MIECZ PRAWDY

TWOJE BOGACTWO - SREBRO I ZŁOTO

Czy my naprawdę jesteśmy na swojej właściwej ścieżce?
Jest stara jak świat nauka, która mówi o człowieka starzeniu się i śmierci i straszy nas końcem naszego życia... jest także nauka, która mówi - jak uniknąć starzenia się i śmierci. Ta druga ścieżka jest jednak bardziej ciasna, ale nie jest ona zbyt daleko od tej szerokiej drogi, którą kroczy większość ludzi i pomimo że wznosi się gładko i przyjemnie, to jednak na końcu tej drogi czeka na nas zupełnie inna rzeczywistość... ta szeroka droga nie kończy się przyjemnie. Lecz ludzie najczęściej ją wybierają.

Wąską i krętą ścieżkę, w dodatku, po której trzeba kroczyć długo i żmudnie wybierają jednak mędrcy, ponieważ to w niej dostrzegają drogę do Prawdy. A ciężka to ścieżka i trzeba często na niej długo odpoczywać albo wycinać busz, w którym ta ścieżka się chowa... albo spychać z drogi potężne kłody... i nie ma tu pomocników, człowiek sam się z tym zmaga. Dla normalnego człowieka to trudne do zrozumienia, czemu wybierać taką nędzną ścieżkę, kiedy obok niej jest wspaniała droga, prosta i wygodna i można liczyć w razie potrzeby na wielu pomocników. Dla normalnych ludzi to straszna głupota, jak można naznaczyć własne życie bólem i cierpieniem i iść na swojej drodze samotnie, jeśli mamy inny wybór?

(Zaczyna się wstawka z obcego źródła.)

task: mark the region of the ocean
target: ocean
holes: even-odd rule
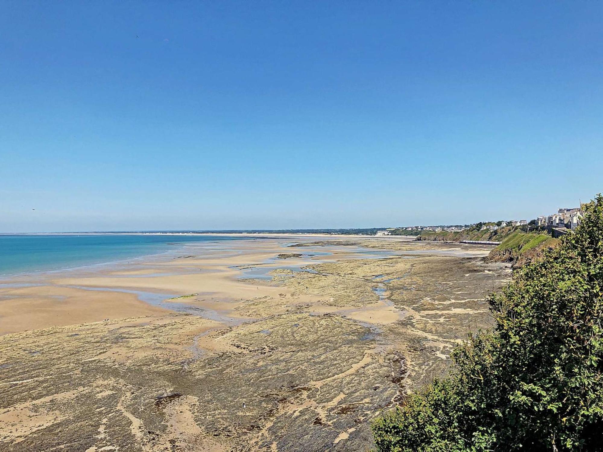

Ale to na tej wąskiej ścieżce człowiek rozprasza swój strach, ignorancję, przesądy a buduje odwagę, wiedzę i wolę walki... aby iść jeszcze dalej choćby jeden krok do przodu. Wąska ścieżka ma jeszcze inne korzyści, zawiera klucze do procesu oświecenia i czym dłuższa i cięższa, tym człowiek odnosi większy sukces. Przechodzi dłuższą trasę w ciemności, aby wejść w większe światło i poznać jego wartość. Jest to ścieżka od śmierci do nieśmiertelności. Człowiek, aby wejść w świat nieśmiertelny, musi odskoczyć od tej szerokiej drogi, choćby nawet utkanej diamentami, w dodatku wielu ludzi na tej szerokiej drodze ciągnie za sobą sztaby złota i srebra, aby zapewnić sobie lepsze życie w przyszłym świecie.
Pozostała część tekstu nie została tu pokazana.